A subcategoria concepções sobre o estuprador traz a visão do Juiz de que, muitas vezes, o marido que comete o estupro contra a esposa não enxerga esse fato como um crime: "o agressor não, o agressor chega ali e diz 'mas eu não sou bandido! Como me prenderam? Mas eu sou um homem trabalhador!’, porque ele não percebe a violência contra a mulher, mesmo que tenha conotação sexual, não se percebe como criminoso! É uma relação bastante complicada, tu tem que dizer pro cara 'não, mas o senhor não pode fazer isso!’. O Defensor refere ser um ato extremamente reprovável que um marido cometa estupro contra sua esposa, "absurdo! É que nem aquele outro que eu te falei, absurdo! Não existe isso! Pra mim, é absurdo isso!". Já o Promotor prefere não se pronunciar, dizendo que sua visão pessoal não importa para esses casos, ele deve somente seguir a lei.
Concepções sobre os crimes sexuais fora do âmbito conjugal
Essa categoria refere-se aos crimes sexuais cometidos em relação a mulheres por homens desconhecidos. Foram criadas duas subcategorias.
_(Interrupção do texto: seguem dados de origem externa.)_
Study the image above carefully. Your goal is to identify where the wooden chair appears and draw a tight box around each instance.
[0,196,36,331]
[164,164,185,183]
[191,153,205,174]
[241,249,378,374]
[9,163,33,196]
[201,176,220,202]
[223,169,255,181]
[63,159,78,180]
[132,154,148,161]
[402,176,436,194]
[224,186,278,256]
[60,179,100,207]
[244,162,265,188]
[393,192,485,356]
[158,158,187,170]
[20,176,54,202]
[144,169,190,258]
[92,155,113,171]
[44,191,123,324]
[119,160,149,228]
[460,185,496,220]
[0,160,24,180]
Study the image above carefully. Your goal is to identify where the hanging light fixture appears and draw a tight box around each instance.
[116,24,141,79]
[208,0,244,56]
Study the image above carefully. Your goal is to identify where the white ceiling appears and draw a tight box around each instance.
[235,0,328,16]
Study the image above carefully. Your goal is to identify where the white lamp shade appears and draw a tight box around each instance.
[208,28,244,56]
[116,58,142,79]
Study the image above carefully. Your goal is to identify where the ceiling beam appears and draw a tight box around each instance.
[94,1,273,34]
Na primeira subcategoria denominada "Sentimentos despertados" os três operadores relatam que sentem raiva e repulsa, não conseguem entender o porquê de alguém cometer um crime sexual. Acham um "absurdo’, uma "brutalidade". O Promotor aponta ainda que esses crimes despertam nele um sentimento de mobilização frente ao caso, de querer fazer algo em relação a ele. "Ah, acho repugnante, o quê que eu vou dizer? É como eu te falei, o quê que eu fico pensando, aí eu acho que é mais a parte psicológica! Que tem gente que se excita com isso! Isso não faz sentido pra mim!" (J); "eu acho um horror! Um absurdo, entendeu? Não tem, não tem explicação! Um absurdo! Jamais eu vou defender uma conduta dessas!" (D); "é um sentimento de raiva, um sentimento assim de repugnância, né, o sentimento de fazer alguma coisa" (P). Quando o Promotor fala sobre os crimes sexuais fora do âmbito conjugal, fica visível os sentimentos negativos despertados: "são crimes que mexem muito com os operadores todos ali, que estão envolvidos, porque é assim, uma violência atroz". Mesmo com esse sentimento de revolta e indignação, Juiz e Defensor demonstram medo de cometer uma injustiça: "agora vamos pensar assim, processualmente ou na atividade profissional, é tu ter elementos de prova pra isso, porque o risco do Direito é assim, foi um estupro, uma coisa horrorosa! Aí tu pega o cara e tu quer jogar o cara no presídio central e largar lá! Mas esse cara é culpado do que aconteceu? Ou era outro parecido com ele?" (J); "eu vou defender, eu vou patrocinar a defesa da pessoa pra ver se ela fez mesmo, se foi aquilo mesmo, até pra não se prender um inocente e ver se foi daquela forma mesmo!".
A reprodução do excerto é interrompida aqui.